Heart disease is the world’s leading cause of death (22).
Kombucha has been shown to improve “bad” LDL and “good” HDL cholesterol levels in rats. It may also protect against heart disease.
Type 2 diabetes affects over 300 million people worldwide. It is characterized by high blood sugar levels and insulin resistance.
A study in diabetic rats found that kombucha slowed down the digestion of carbs, which reduced blood sugar levels. It also improved liver and kidney function (23).
Kombucha made from green tea is likely to be even more beneficial, as green tea itself has been shown to reduce blood sugar levels (31).
In fact, a review study of almost 300,000 individuals found that green tea drinkers had an 18% lower risk of becoming diabetic (32).
Further human studies are needed to investigate the benefits of kombucha for blood sugar control.
Kombucha improved several markers of diabetes in rats, including blood sugar levels.
Cancer is one of the world’s leading causes of death. It is characterized by cell mutation and uncontrolled cell growth.
How the anti-cancer properties of tea polyphenols work is not well understood.
However, it’s thought that the polyphenols block gene mutation and growth of cancer cells while also promoting cancer cell death (35).

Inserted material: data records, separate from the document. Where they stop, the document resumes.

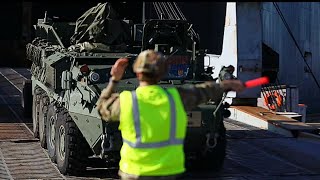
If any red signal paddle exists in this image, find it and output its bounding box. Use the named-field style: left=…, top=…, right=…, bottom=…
left=244, top=77, right=269, bottom=88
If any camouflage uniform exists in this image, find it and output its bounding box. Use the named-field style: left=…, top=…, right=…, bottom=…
left=98, top=50, right=224, bottom=179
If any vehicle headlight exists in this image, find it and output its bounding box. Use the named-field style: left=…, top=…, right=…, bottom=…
left=89, top=71, right=100, bottom=82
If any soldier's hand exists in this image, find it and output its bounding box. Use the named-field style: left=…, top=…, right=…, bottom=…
left=110, top=58, right=129, bottom=81
left=220, top=80, right=245, bottom=92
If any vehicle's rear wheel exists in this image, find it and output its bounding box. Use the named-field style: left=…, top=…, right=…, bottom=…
left=46, top=104, right=58, bottom=162
left=32, top=88, right=40, bottom=138
left=56, top=110, right=90, bottom=175
left=21, top=79, right=33, bottom=118
left=39, top=93, right=49, bottom=148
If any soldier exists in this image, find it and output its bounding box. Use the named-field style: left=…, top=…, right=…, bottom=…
left=98, top=50, right=244, bottom=179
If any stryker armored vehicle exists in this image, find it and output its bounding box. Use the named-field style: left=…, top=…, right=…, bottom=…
left=23, top=3, right=228, bottom=174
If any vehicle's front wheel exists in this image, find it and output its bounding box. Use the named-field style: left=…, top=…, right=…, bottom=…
left=39, top=93, right=49, bottom=148
left=46, top=104, right=58, bottom=162
left=56, top=110, right=89, bottom=175
left=21, top=79, right=33, bottom=117
left=32, top=88, right=40, bottom=138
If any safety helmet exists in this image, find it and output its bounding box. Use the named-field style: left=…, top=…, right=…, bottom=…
left=133, top=50, right=167, bottom=77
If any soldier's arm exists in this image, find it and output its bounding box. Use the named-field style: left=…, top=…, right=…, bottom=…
left=177, top=81, right=224, bottom=111
left=98, top=80, right=120, bottom=121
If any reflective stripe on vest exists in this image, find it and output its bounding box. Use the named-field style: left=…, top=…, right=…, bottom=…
left=122, top=89, right=183, bottom=148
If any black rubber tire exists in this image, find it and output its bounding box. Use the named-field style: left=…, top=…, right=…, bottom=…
left=39, top=93, right=49, bottom=148
left=32, top=88, right=40, bottom=138
left=200, top=122, right=227, bottom=172
left=56, top=110, right=89, bottom=175
left=21, top=80, right=33, bottom=118
left=46, top=104, right=58, bottom=162
left=186, top=122, right=227, bottom=172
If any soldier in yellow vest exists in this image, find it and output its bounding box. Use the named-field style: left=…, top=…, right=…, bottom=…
left=98, top=50, right=244, bottom=179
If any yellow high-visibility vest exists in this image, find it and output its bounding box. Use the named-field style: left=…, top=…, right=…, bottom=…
left=119, top=85, right=187, bottom=176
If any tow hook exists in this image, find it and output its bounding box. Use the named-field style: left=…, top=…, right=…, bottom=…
left=206, top=133, right=219, bottom=149
left=101, top=134, right=113, bottom=157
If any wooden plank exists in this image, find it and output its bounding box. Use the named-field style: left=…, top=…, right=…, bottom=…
left=232, top=106, right=317, bottom=131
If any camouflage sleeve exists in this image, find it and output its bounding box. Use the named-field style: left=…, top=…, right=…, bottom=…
left=177, top=81, right=223, bottom=111
left=98, top=81, right=120, bottom=121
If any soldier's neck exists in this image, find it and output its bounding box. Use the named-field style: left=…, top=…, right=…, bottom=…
left=139, top=81, right=155, bottom=87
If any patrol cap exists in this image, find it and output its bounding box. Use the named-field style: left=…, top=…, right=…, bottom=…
left=133, top=50, right=167, bottom=77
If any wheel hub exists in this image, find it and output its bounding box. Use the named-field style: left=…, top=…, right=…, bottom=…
left=58, top=125, right=66, bottom=161
left=49, top=116, right=56, bottom=148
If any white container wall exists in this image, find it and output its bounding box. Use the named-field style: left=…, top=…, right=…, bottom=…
left=261, top=2, right=320, bottom=113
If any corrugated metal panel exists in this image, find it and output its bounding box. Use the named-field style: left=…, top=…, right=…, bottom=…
left=262, top=2, right=320, bottom=113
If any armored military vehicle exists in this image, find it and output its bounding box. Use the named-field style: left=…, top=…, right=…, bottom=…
left=23, top=3, right=228, bottom=174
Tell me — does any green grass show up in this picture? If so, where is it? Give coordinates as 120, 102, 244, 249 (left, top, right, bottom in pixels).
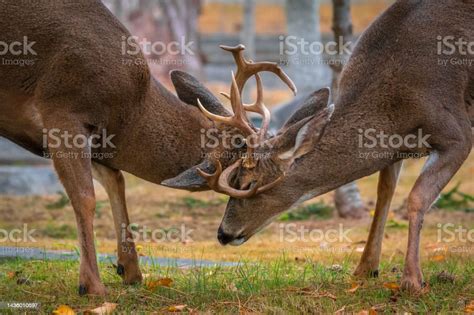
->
0, 256, 474, 314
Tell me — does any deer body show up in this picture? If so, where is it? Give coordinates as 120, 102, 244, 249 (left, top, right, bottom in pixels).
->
193, 0, 474, 291
0, 0, 295, 295
0, 0, 223, 295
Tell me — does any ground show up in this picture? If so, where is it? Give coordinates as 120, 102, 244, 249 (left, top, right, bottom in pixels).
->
0, 154, 474, 313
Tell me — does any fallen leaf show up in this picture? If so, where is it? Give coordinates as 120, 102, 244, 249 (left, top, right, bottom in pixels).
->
464, 300, 474, 314
436, 270, 456, 283
430, 254, 446, 262
329, 264, 342, 272
383, 282, 400, 291
53, 305, 76, 315
146, 278, 173, 290
168, 304, 186, 312
347, 282, 360, 293
7, 271, 21, 279
85, 302, 117, 315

However, whether kombucha has any anti-cancer effects in people has not been confirmed. Further studies are needed.
Test-tube studies show that kombucha may suppress the growth of cancer cells. It is unknown whether drinking kombucha has any effects on cancer risk in people.
Kombucha is a probiotic-rich tea with many potential health benefits.
You can purchase it in stores or make it yourself at home. However, be sure to prepare it properly.
The safer option is to buy kombucha at a store or online. Commercial products are tasty and considered alcohol-free, as they must contain less than 0.5% alcohol (42).
However, check the ingredients and try to avoid brands that are high in added sugar.
Improperly prepared kombucha may have adverse health effects. A safer option is to buy bottled kombucha at the store.
Many people believe that kombucha helps treat all sorts of chronic health problems.
However, human studies on the effects of kombucha are few and the evidence for its health effects limited.
In contrast, there is ample evidence for the benefits of tea and probiotics, both of which are found in kombucha.
If you decide to try homemade kombucha, make sure it’s properly prepared. Contaminated kombucha may cause more harm than good.